Denote by $\mathcal P(S)$ the semigroup obtained by endowing the non-empty subsets of a "ground semigroup" $S$ (written multiplicatively) with the operation of setwise multiplication induced by $S$: $$ (X, Y) \mapsto XY := \{xy \colon x \in X, \, y \in Y\}. $$ In the literature, $\mathcal P(S)$ is called the power semigroup (or global) of $S$. Two semigroups are then called globally isomorphic if their power semigroups are isomorphic.
It is easy to show that two groups $G$ and $G'$ are globally isomorphic iff they are semigroup-isomorphic (and hence group-isomorphic). In fact, something stronger is true: Every semigroup isomorphism from $\mathcal P(G)$ to $\mathcal P(G')$ restricts (with a little abuse of language) to a group isomorphism from $G$ to $G'$. The basic point h is that
- the group of units of the power semigroup of a monoid $M$ is isomorphic to the group of units of $M$, and
- every semigroup isomorphism from a monoid to another is, a fortiori, a monoid isomorphism (that is, maps the identity to the identity).
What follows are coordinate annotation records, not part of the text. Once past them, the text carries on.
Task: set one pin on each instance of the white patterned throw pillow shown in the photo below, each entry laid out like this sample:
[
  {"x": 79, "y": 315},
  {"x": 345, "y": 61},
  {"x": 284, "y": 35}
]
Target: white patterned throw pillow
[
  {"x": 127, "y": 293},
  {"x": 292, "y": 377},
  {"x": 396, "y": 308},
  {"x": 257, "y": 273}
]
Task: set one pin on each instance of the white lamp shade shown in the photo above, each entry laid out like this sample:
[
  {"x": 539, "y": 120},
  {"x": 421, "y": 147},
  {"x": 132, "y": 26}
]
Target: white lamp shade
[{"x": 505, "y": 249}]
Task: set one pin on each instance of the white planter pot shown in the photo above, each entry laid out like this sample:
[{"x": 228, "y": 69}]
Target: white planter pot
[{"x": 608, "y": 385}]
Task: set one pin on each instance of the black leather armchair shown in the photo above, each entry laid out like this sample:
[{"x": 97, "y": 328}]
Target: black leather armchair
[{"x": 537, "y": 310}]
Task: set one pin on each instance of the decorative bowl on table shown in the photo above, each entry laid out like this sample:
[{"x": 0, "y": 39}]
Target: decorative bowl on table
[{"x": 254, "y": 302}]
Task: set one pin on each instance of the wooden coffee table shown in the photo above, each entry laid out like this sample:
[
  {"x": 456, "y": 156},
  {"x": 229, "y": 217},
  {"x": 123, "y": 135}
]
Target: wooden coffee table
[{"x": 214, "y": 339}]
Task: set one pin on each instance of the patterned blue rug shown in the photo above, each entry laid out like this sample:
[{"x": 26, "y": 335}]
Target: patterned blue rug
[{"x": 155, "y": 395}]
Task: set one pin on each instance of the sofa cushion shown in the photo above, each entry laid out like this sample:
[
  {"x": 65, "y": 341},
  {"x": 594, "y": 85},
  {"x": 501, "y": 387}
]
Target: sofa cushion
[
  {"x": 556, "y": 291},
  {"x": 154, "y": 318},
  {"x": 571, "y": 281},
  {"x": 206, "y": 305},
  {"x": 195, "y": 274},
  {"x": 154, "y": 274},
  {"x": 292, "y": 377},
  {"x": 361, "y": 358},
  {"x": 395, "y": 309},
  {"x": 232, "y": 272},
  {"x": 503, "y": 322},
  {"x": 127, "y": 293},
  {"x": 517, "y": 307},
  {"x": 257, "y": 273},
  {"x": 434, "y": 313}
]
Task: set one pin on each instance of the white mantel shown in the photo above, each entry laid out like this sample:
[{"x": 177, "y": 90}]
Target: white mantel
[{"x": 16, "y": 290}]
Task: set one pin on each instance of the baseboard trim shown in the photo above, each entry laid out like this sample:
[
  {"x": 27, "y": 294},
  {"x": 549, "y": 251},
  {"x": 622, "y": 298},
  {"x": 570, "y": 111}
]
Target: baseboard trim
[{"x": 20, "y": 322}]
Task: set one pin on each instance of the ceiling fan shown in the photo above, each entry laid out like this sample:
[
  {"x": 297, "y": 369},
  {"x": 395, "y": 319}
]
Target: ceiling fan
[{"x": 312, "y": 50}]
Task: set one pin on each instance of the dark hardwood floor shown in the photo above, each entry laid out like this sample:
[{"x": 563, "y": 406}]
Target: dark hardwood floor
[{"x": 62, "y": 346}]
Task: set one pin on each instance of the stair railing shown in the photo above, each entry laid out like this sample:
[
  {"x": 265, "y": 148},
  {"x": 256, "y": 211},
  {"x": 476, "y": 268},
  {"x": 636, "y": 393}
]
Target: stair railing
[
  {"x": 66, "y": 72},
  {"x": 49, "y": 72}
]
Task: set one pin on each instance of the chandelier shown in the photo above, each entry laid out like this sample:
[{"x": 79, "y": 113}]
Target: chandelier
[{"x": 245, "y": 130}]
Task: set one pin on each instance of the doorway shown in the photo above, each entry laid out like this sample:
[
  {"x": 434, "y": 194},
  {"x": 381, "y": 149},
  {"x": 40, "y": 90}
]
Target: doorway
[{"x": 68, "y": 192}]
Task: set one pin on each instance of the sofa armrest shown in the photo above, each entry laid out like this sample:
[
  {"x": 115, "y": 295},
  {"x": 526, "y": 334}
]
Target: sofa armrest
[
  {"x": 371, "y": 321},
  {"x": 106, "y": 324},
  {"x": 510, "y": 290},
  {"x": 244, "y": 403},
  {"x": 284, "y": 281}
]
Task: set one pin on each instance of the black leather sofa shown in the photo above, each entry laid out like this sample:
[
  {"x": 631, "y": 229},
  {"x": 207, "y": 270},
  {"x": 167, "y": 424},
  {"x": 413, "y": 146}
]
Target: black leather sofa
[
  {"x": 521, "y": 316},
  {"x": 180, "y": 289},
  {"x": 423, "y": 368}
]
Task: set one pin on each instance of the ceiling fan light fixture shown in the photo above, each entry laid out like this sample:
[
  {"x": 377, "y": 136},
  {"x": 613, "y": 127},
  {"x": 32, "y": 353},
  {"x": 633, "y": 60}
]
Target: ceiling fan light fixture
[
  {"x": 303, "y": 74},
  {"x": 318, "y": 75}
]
In the introduction of [Globally determined classes of semigroups, Semigroup Forum 29 (1984) 365-374], Gould, Iskra, and Tsinakis write, "In 1967-68 Tamura and Shafer noted that the class of all groups [16] is globally determined". Here, [16] is Tamura and Shafer's [Power semigroups, Math. Japon. 12 (1967), 25-32]. I've tried to get my hands on this paper of Tamura and Shafer, but to no avail. So, I don't know exactly what they prove inside it. But it seems from McAlister's zbMath review of the same article that Tamura and Shafer only deal with the case of finite groups. This leads me to the following:
Question. What do Tamura and Shafer really prove in their paper?